Now that we have installed Istio, enabled it for the BookInfo application, and also analyzed it’s operations, it is time to simplify what we have seen so far with a diagram. The following figure is a representation of Istio architecture.

Figure 2.12 – Istio architecture

Figure 2.12 – Istio architecture

The Istio Service Mesh comprises a data plane and a control plane. The example we followed in this chapter installs both of them on one node. In a production or non-production environment, the Istio control plane will be installed on its own separate set of nodes. The control plane comprises istiod components as well as a few other Kubernetes configs, which, altogether, are responsible for managing and providing service discovery to the data plane, propagation of configuration related to security and traffic management, as well as providing and managing identity and certificates to data plane components.

The data plane is another part of the Service Mesh that consists of Istio proxies deployed alongside the application container in the Pod. Istio proxies are basically Envoy. Envoy is an application-aware service proxy that mediates all network traffic between microservices, based on instructions from the control plane. Envoy also collects various metrics and reports back telemetry to various add-on tools.

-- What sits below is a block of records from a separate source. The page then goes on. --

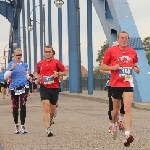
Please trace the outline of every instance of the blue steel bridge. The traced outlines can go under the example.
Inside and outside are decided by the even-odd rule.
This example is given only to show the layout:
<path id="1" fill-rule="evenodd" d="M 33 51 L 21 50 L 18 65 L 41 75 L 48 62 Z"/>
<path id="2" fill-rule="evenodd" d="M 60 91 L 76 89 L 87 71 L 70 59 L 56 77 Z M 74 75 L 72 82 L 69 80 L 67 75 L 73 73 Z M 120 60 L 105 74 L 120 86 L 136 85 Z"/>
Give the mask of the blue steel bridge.
<path id="1" fill-rule="evenodd" d="M 52 45 L 51 33 L 51 7 L 56 4 L 58 7 L 58 33 L 59 33 L 59 59 L 62 60 L 62 8 L 63 3 L 67 3 L 68 18 L 68 58 L 69 58 L 69 92 L 81 93 L 81 52 L 80 52 L 80 1 L 79 0 L 47 0 L 48 5 L 44 5 L 42 0 L 0 0 L 0 14 L 10 22 L 9 32 L 9 55 L 8 61 L 12 60 L 13 51 L 21 47 L 23 41 L 24 61 L 29 63 L 31 68 L 31 40 L 30 31 L 33 30 L 34 45 L 34 66 L 37 63 L 37 30 L 36 30 L 36 7 L 40 8 L 40 53 L 43 58 L 43 45 L 45 38 L 48 44 Z M 150 80 L 149 65 L 146 59 L 142 41 L 132 17 L 127 0 L 86 0 L 87 1 L 87 53 L 88 53 L 88 94 L 93 94 L 93 46 L 92 46 L 92 5 L 94 6 L 97 17 L 103 27 L 109 45 L 116 41 L 117 33 L 127 31 L 130 35 L 129 45 L 138 54 L 141 73 L 134 76 L 134 100 L 137 102 L 150 102 Z M 32 5 L 31 5 L 32 3 Z M 25 5 L 27 9 L 25 9 Z M 32 8 L 31 8 L 32 6 Z M 45 18 L 45 7 L 48 9 L 48 18 Z M 30 19 L 30 13 L 32 18 Z M 22 20 L 20 20 L 22 15 Z M 27 16 L 27 17 L 25 17 Z M 27 18 L 28 32 L 25 30 L 25 18 Z M 48 37 L 45 35 L 45 19 L 48 19 Z M 22 21 L 22 35 L 20 40 L 20 22 Z M 31 23 L 32 22 L 32 23 Z M 27 38 L 26 38 L 27 37 Z M 27 41 L 28 40 L 28 41 Z M 26 44 L 28 43 L 28 45 Z M 27 55 L 28 54 L 28 55 Z M 33 63 L 33 62 L 32 62 Z"/>

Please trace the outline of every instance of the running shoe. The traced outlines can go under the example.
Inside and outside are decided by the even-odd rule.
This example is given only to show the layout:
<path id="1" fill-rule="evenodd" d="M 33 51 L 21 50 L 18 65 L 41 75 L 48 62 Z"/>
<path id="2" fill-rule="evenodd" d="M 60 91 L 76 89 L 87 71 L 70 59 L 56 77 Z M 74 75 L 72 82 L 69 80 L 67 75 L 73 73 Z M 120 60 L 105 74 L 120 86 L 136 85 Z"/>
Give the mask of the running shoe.
<path id="1" fill-rule="evenodd" d="M 112 127 L 111 134 L 112 134 L 113 140 L 116 140 L 116 138 L 117 138 L 117 127 Z"/>
<path id="2" fill-rule="evenodd" d="M 118 127 L 119 127 L 119 131 L 124 132 L 125 128 L 124 128 L 124 124 L 122 121 L 118 122 Z"/>
<path id="3" fill-rule="evenodd" d="M 127 147 L 134 141 L 134 138 L 132 135 L 126 136 L 124 141 L 124 146 Z"/>
<path id="4" fill-rule="evenodd" d="M 48 137 L 53 136 L 53 132 L 50 127 L 46 129 L 46 132 Z"/>
<path id="5" fill-rule="evenodd" d="M 113 129 L 113 126 L 110 126 L 108 132 L 111 133 L 112 129 Z"/>
<path id="6" fill-rule="evenodd" d="M 25 129 L 25 126 L 21 127 L 20 133 L 22 133 L 22 134 L 27 133 L 27 130 Z"/>
<path id="7" fill-rule="evenodd" d="M 19 134 L 19 125 L 15 124 L 15 134 Z"/>

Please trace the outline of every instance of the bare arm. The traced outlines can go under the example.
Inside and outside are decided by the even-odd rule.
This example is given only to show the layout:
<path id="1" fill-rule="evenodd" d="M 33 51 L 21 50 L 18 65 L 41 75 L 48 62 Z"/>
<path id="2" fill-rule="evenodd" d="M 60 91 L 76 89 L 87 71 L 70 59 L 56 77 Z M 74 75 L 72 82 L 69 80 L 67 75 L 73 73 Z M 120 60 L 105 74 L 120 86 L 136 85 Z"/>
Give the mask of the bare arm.
<path id="1" fill-rule="evenodd" d="M 120 68 L 119 64 L 116 64 L 115 66 L 108 66 L 104 63 L 101 64 L 101 70 L 103 71 L 118 70 L 119 68 Z"/>
<path id="2" fill-rule="evenodd" d="M 39 83 L 40 83 L 40 74 L 35 72 L 35 84 L 39 84 Z"/>
<path id="3" fill-rule="evenodd" d="M 37 80 L 40 80 L 40 74 L 38 74 L 37 72 L 35 73 L 35 78 L 37 79 Z"/>
<path id="4" fill-rule="evenodd" d="M 100 72 L 103 73 L 103 74 L 111 74 L 111 71 L 104 71 L 102 69 L 100 69 Z"/>
<path id="5" fill-rule="evenodd" d="M 12 71 L 6 71 L 4 74 L 4 79 L 7 80 L 11 76 Z"/>
<path id="6" fill-rule="evenodd" d="M 140 68 L 139 68 L 139 66 L 137 66 L 137 63 L 134 63 L 132 68 L 137 74 L 140 73 Z"/>

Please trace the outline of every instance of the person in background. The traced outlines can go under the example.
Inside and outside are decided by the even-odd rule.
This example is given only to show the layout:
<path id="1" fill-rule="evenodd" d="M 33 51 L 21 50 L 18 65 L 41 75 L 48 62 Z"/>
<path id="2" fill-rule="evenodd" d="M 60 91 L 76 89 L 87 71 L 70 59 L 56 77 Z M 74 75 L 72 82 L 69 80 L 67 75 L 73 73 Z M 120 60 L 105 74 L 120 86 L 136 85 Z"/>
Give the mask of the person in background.
<path id="1" fill-rule="evenodd" d="M 5 74 L 5 69 L 4 67 L 2 67 L 0 72 L 0 85 L 1 85 L 1 92 L 2 92 L 3 99 L 5 98 L 6 88 L 7 88 L 7 82 L 4 79 L 4 74 Z"/>
<path id="2" fill-rule="evenodd" d="M 28 74 L 30 76 L 30 79 L 28 80 L 29 82 L 29 92 L 32 93 L 32 81 L 33 81 L 33 74 L 31 73 L 30 70 L 28 70 Z M 30 96 L 30 95 L 29 95 Z"/>
<path id="3" fill-rule="evenodd" d="M 37 84 L 35 84 L 35 72 L 33 72 L 33 79 L 32 79 L 32 86 L 33 86 L 33 92 L 37 92 Z"/>

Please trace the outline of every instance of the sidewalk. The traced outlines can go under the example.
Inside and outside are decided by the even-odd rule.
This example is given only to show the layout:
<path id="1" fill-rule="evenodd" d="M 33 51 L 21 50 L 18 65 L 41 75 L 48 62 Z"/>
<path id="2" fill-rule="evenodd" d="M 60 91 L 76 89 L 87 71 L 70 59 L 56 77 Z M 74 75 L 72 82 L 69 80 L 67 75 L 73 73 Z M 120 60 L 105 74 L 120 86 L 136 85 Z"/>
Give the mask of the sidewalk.
<path id="1" fill-rule="evenodd" d="M 104 94 L 107 96 L 107 92 L 102 96 Z M 2 99 L 0 95 L 0 145 L 4 150 L 149 150 L 149 111 L 132 109 L 131 132 L 135 140 L 125 148 L 124 133 L 118 132 L 115 141 L 108 133 L 108 101 L 100 102 L 98 97 L 94 99 L 86 93 L 86 97 L 80 98 L 73 95 L 65 95 L 65 92 L 60 95 L 57 117 L 51 128 L 53 137 L 46 135 L 39 93 L 32 93 L 27 101 L 25 127 L 28 133 L 17 135 L 10 96 Z"/>
<path id="2" fill-rule="evenodd" d="M 83 98 L 94 101 L 101 101 L 104 103 L 108 103 L 108 94 L 107 91 L 104 90 L 94 90 L 92 95 L 88 94 L 88 91 L 83 90 L 82 93 L 69 93 L 68 91 L 61 92 L 61 95 L 66 95 L 70 97 Z M 140 103 L 133 101 L 132 106 L 137 109 L 146 109 L 150 110 L 150 103 Z"/>

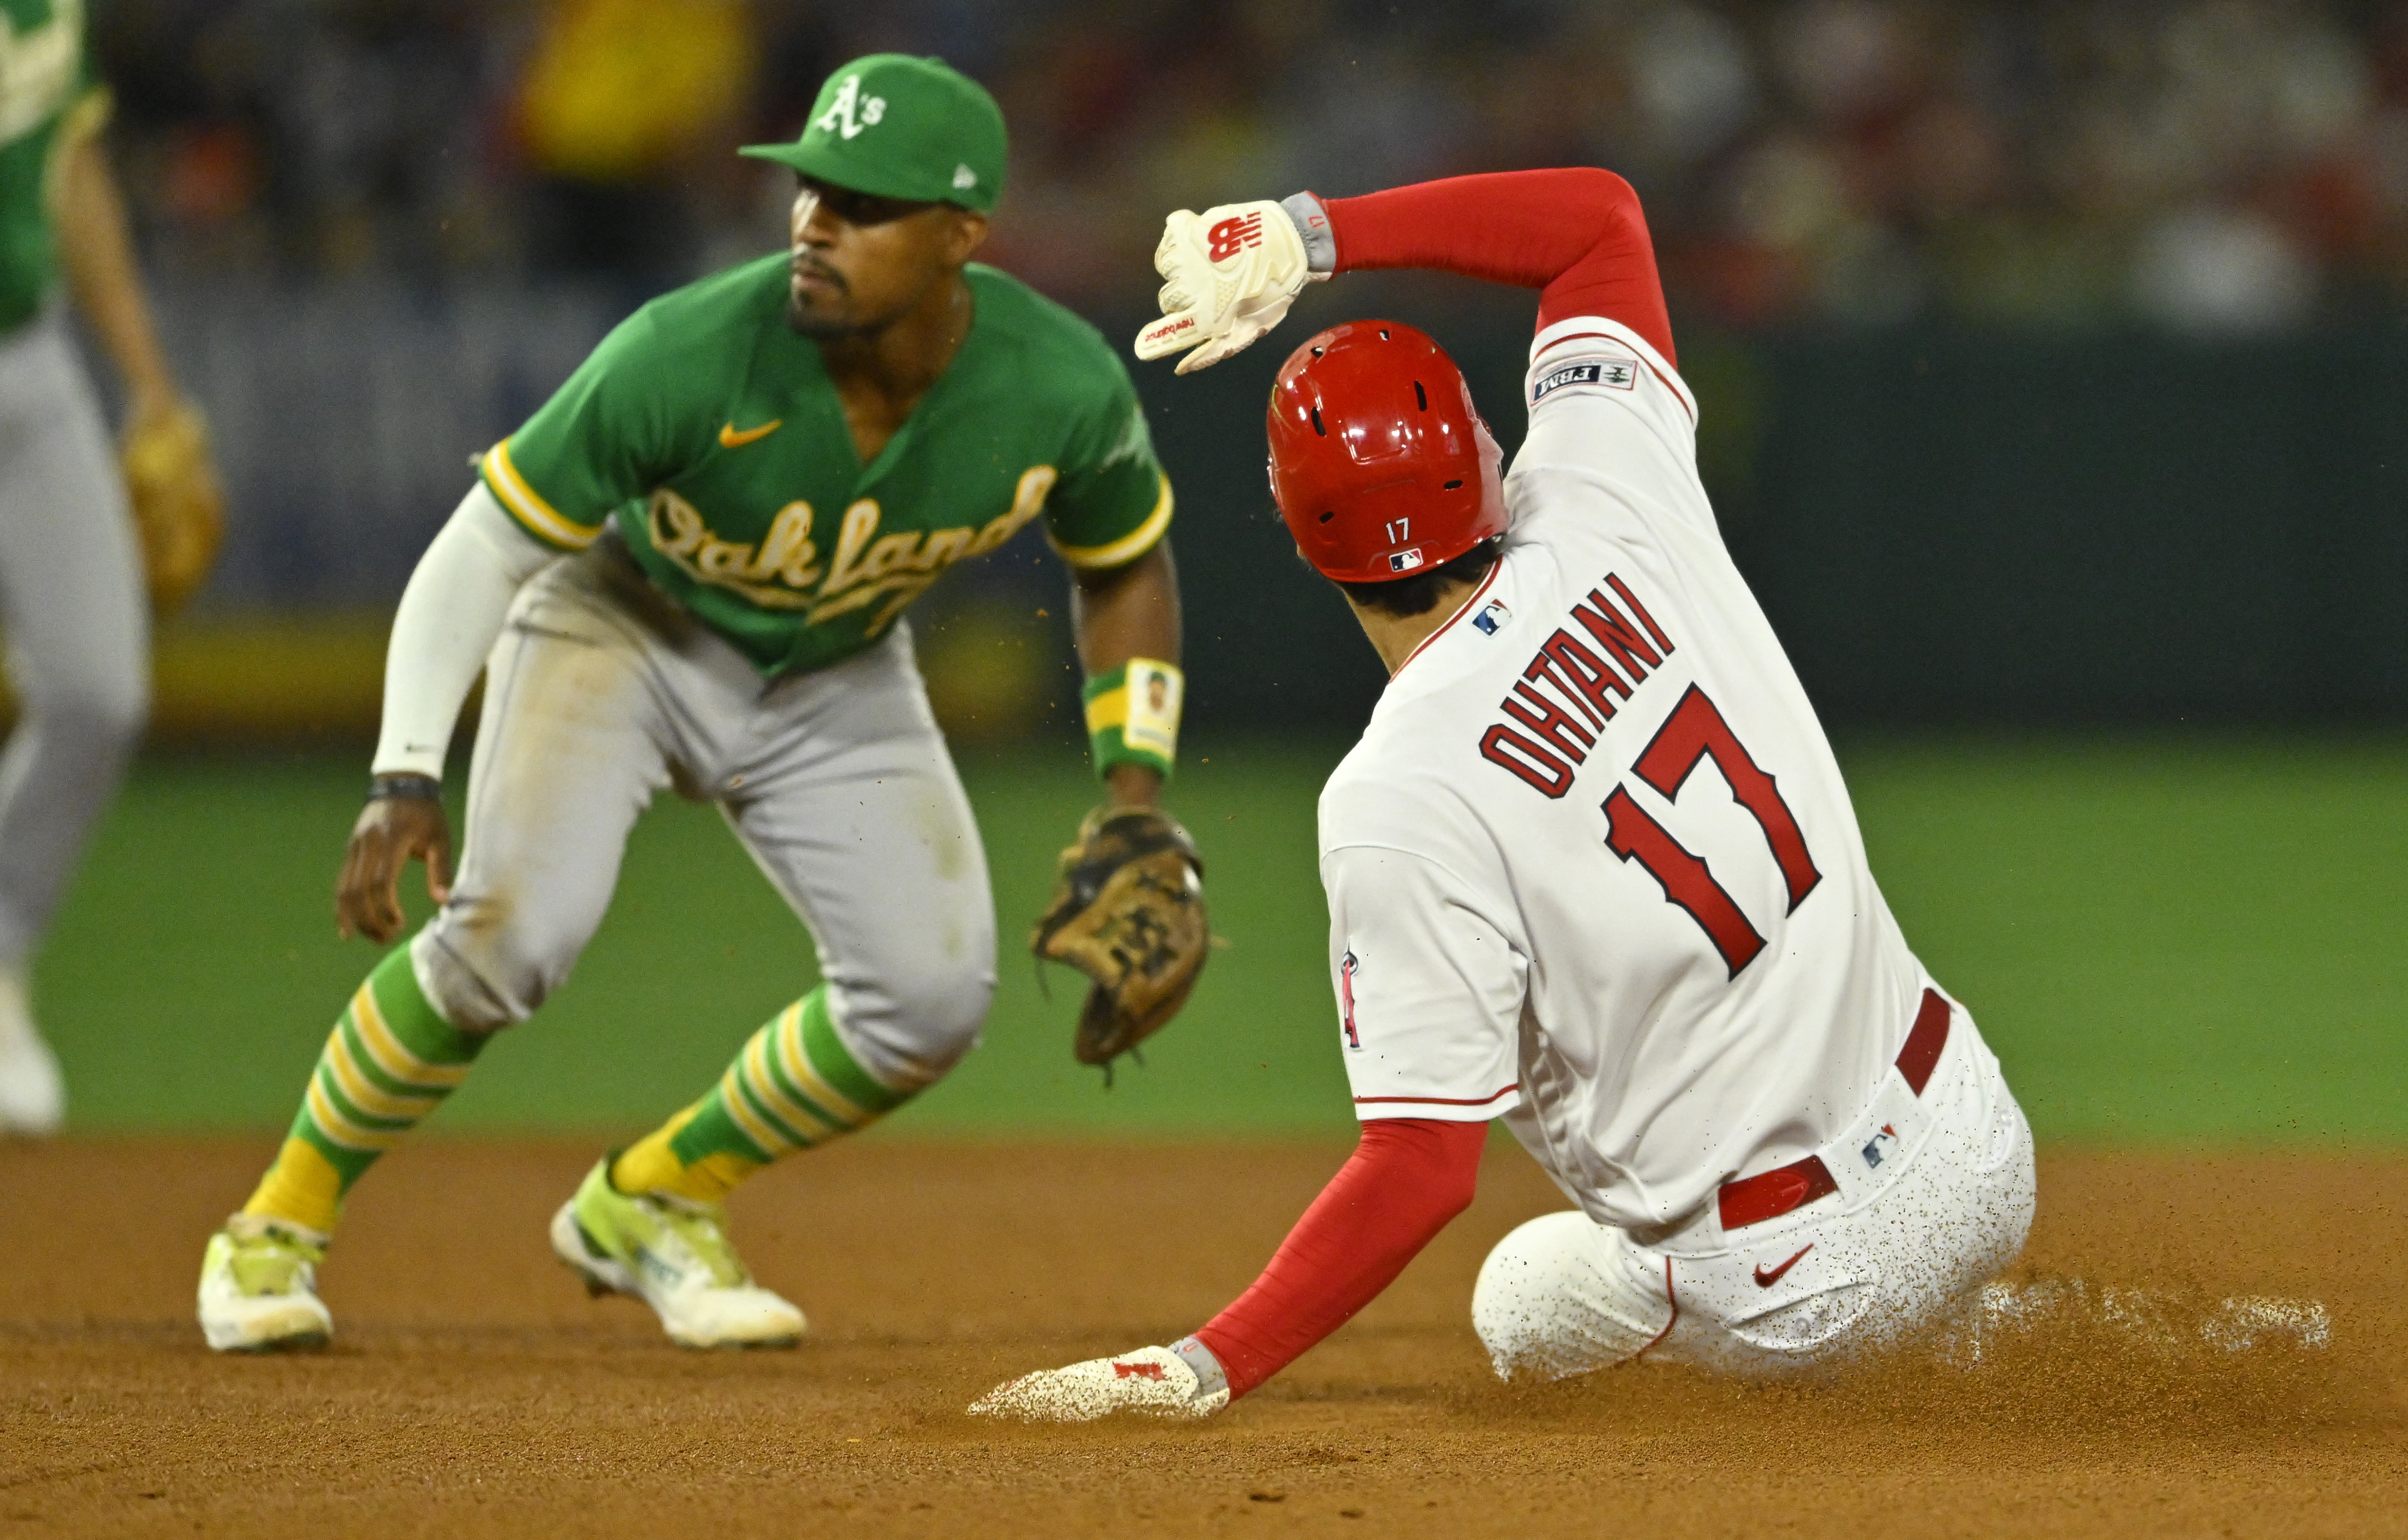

Subsequent chapters will be dedicated to the control plane and data plane, in which we will dive deeper into understanding their functions and behavior.

Summary

In this chapter, we prepared a local environment to install Istio using istioctl which is the Istio command-line utility. We then enabled sidecar injection by applying a label called istio-injection: enabled to the namespace that hosts the microservices.

We briefly looked at Kubernetes admission controllers and how mutating admission webhooks inject sidecars to the deployment API calls to the Kubernetes API server. We also read about gateways and looked at the sample Ingress and Egress gateways that are installed with Istio. The gateway is a standalone istio-proxy, aka an Envoy proxy, and is used to manage Ingress and Egress traffic to and from the mesh. Following this, we looked at how various ports are configured to be exposed on the Ingress gateway and how traffic is routed to upstream services.

Istio provides integration with various telemetry and observability tools. The first tool we looked at was Kiali, the visualization tool providing insight into traffic flows. It is also the management console for the Istio Service Mesh. Using Kiali, you can also perform Istio management functions such as checking/modifying various configurations and checking infrastructure status. After Kiali, we looked at Jaeger, Prometheus, and Grafana, all of which are open source and can be integrated easily with Istio.

The content of this chapter sets the foundations for and prepares you to deep dive into Istio in the upcoming chapters. In the next chapter, we will be reading about Istio’s control and data planes, taking a deep dive into their various components.